大学时,他对室友调侃对高中知识的忘却程度:“就我们这种二十多的生锈大脑,现在回去学他们高中生的题,估计也考不过他们。”

一语成谶。

“对了,”时斐突然偏过头去问季云菡,“班长,你怎么只提醒文熙不提醒我,难道我早自习吃早餐不会被班主任抹脖子吗?”

季云菡还是一如既往地浅笑:“不会啊。”

“为什么。”时斐不解。

“因为在你出神的时候,老师已经从外面经过了,而且,”季云菡一只手指了指地上,另一只手挡在憋不住笑的嘴前,“它已经掉在了地上。”

“……我靠!”

·

吴建华第一节课在讲台上发成绩单时,时斐整个人从头到脚都处于一种紧绷的状态,双腿抖得甚是厉害,甚至从背部攀上一丝寒意,他不禁打了个寒颤。

自从高中毕业后,他就再也没有体会过这种心情。

如芒在背。

如坐针毡。

成绩单从前往后递过来时,时斐心跳得快要爆炸。

但他没有在第一的位置看到自己的名字。

眼光往下落,和着心跳声和战栗声,终于在第十的位置找到了自己。

还好还好。前十。

时斐长吁了一口气。

这时,吴建华突然拿起讲台上的旧式保温杯,重重地咳嗽了一声,打破了教室内沉重的氛围。

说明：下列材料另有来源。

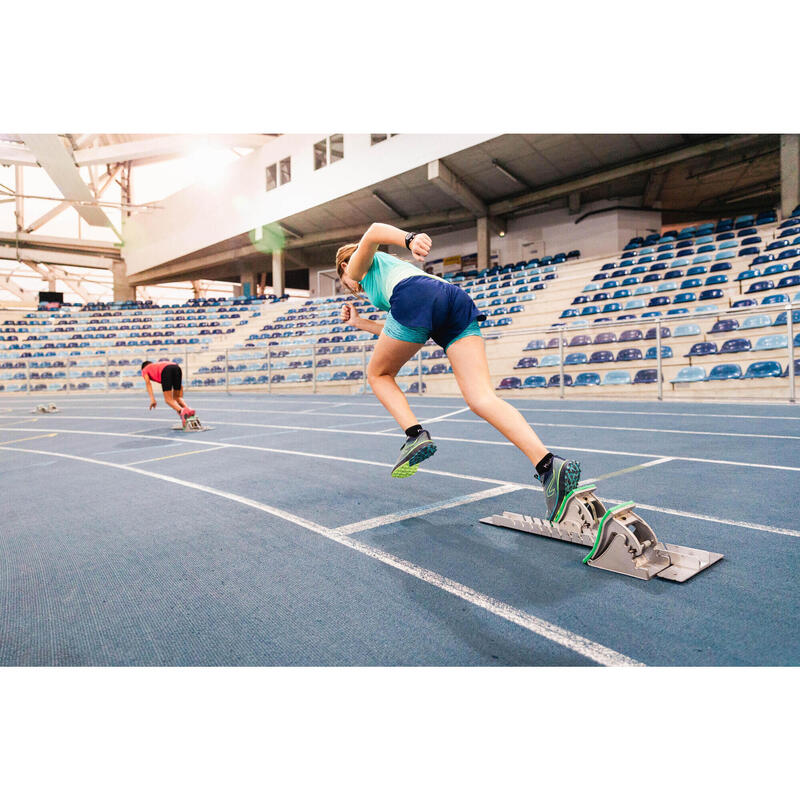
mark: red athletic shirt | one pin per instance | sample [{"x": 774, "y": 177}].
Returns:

满是皱纹的手拿起水杯喝了几口后,吴建华双手撑着台上,不疾不徐道:“这次考试名次变动比较大,但总体来说我们班平均分还是位于B班的第二。个别同学,不知道是不是以为自己第一次考得好,就能高枕无忧了。”说到这里又煞有其事地扫了眼全班,“我说的是哪几位同学,自己心里有数。特别是某位物理没有及格的同学,请你好好反思。”

时斐一开始还觉得,他再怎么说也还是前十,吴老头应该不是指的他。结果物理那一排刷下来,就他一个人,一个硕大的58,在那一排以7和8开头的学霸中,显得格格不入。

他瞬间感觉到另一种情绪,像是阴霾,顺着脊背覆盖他整个身躯。

“好,那么话说到这里。这节课我们学习自由落体运动……”

下课后,尹安之硬是拖着时斐去看光荣榜,时斐排在年级100多名,按照学校的名次,退步的幅度的确很大。

而言暮,文科比他弱了些,他文科每一门都有80多,言暮只有70多。

时斐浑浑噩噩地走回了教室。

尹安之一直在安慰他:“哎呀,你还能不能有个爷们样了?不就一次考试吗,你看看你!”

时斐并没有想成绩的事情。

他记得很清楚,当年就是这一次月考,他自作聪明地以为言暮文科不好,所以,他花了三天晚自习外加回家一个多小时的时间,帮他整理出了一份文科笔记。

结果,这份笔记莫名其妙地被人截获了,不过几天,不知道从那个角落里,还传出了“时斐给言暮写了封情书”的谣言。

他说了无数次,只是笔记。

但就算是笔记,他又哪有身份和立场去做这种事。

那时,他们连普通朋友都算不上。

事情闹得很大,沸沸扬扬传遍全校,由于言暮当时去参加竞赛了,所以时斐被嘲笑得最厉害的那一周,言暮根本没有出现,时斐只能一个人硬着头皮承受着那些流言蜚语。

后来传到了郑雅芝耳朵里,她被叫到学校,在教务处,时斐一开始只能不承认。

可在家里,面对郑雅芝苍白如纸的脸时,时斐还是被迫承认了自己对言暮确实怀揣着那份感情。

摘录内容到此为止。